Blog L’Arbre

Aujourd’hui, il s’est échoué en bas de chez moi.

Je jetai un œil par la fenêtre et je le vis, immense, tordu, frappé par les vagues qui le poussaient vers le rivage. Immédiatement, j’eus besoin d’aller le voir.

Il était pris dans les flots, claqué par la marée montante. Il faisait bien 20 mètres. Il y avait tant de puissance dans ce moment. Les humains faisaient leurs affaires, pêchaient et flânaient sur la côte mais tous eurent un regard pour ce géant noyé. La houle, minute après minute, tentait de toute sa force de le recracher sur le rivage.

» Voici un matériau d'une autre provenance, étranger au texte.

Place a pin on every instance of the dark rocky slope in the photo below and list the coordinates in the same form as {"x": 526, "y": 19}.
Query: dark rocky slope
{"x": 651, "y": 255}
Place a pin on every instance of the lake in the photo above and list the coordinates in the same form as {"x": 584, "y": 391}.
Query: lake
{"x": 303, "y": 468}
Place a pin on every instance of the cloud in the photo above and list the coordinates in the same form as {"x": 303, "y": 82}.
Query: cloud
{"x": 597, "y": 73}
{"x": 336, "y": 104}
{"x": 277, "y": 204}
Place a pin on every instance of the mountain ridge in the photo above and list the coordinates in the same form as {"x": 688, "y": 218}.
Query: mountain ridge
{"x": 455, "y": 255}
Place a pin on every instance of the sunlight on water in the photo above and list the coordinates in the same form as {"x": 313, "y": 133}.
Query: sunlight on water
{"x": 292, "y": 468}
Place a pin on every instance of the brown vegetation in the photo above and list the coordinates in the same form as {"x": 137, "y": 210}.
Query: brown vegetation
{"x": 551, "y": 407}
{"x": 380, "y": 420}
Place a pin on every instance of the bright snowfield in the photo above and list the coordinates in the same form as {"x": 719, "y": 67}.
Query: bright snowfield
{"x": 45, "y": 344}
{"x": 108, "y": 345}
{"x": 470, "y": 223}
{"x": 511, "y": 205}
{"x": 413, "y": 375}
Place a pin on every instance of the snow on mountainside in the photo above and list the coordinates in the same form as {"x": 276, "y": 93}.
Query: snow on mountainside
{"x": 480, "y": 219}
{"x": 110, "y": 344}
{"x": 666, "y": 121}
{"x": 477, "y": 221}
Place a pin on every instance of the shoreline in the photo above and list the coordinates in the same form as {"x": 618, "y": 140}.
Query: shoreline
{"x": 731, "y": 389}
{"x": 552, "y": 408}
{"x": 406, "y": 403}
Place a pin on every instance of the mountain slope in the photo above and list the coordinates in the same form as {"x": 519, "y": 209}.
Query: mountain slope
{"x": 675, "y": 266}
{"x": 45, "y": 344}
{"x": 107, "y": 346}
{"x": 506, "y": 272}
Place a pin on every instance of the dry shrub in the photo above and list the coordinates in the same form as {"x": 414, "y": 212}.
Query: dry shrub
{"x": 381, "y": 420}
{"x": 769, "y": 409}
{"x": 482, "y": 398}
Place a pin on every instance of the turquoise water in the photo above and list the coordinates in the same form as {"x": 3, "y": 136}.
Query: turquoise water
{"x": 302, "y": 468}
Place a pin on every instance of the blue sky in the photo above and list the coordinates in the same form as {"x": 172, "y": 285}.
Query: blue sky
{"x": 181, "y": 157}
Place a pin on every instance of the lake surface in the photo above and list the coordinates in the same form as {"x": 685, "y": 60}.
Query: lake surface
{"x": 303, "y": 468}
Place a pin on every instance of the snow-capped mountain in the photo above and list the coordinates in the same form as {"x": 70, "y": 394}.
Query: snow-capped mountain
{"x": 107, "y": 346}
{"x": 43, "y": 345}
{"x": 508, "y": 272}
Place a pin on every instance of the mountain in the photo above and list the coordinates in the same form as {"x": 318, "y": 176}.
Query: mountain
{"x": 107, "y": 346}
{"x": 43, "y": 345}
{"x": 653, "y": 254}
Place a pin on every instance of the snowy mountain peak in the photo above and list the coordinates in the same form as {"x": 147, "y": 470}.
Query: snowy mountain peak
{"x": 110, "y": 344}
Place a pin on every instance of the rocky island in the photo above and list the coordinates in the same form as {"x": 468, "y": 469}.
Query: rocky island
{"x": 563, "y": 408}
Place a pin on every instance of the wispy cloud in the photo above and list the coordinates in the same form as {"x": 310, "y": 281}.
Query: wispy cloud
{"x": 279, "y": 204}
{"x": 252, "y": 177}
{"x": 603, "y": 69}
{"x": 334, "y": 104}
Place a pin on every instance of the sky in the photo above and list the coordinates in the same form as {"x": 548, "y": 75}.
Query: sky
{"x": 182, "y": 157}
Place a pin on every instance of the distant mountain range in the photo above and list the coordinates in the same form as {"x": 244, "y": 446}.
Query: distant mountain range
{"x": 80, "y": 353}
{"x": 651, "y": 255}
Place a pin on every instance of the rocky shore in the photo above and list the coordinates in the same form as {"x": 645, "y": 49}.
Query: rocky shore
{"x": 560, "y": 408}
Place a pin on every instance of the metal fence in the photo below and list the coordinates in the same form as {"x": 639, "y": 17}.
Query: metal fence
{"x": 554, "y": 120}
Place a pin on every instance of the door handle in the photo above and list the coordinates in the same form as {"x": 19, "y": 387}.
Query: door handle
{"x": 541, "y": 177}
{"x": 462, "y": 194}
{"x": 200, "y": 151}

Le lendemain, la mer s’était retirée et il gisait là, détruit et englué dans le sable mouillé.

On aurait dit une carcasse de créature marine. Je m’approchai doucement, je n’osais pas le toucher. Je profitais de chaque instant et contemplais ce naufragé qui n’était à présent qu’un tas de bois en charpie, prisonnier des algues, l’écorce déchiquetée par son voyage en mer. D’où venait-il ? Combien de kilomètres avait-il parcourus avant de s’échouer ici ? Je remarquai des traces de brûlures à la base de ses racines.

Des hommes s’approchèrent et commencèrent à le débiter à la tronçonneuse. Ils coupèrent une à une ses énormes branches et en firent un tas dans la vase. Je trouvais ça aussi violent que fascinant. L’odeur de sève se mêlait aux embruns. Un tracteur faisait l’aller-retour entre la Bête et la route, les passants suivaient ce manège, le regard dans le vide, pensifs.

À quoi cela faisait-il écho ? La fin brutale d’un être qui a mis des années à grandir, l’inévitable fin qui nous attend tous, la paix ?

À midi, l’Arbre avait disparu et je me souviendrai toute ma vie de lui.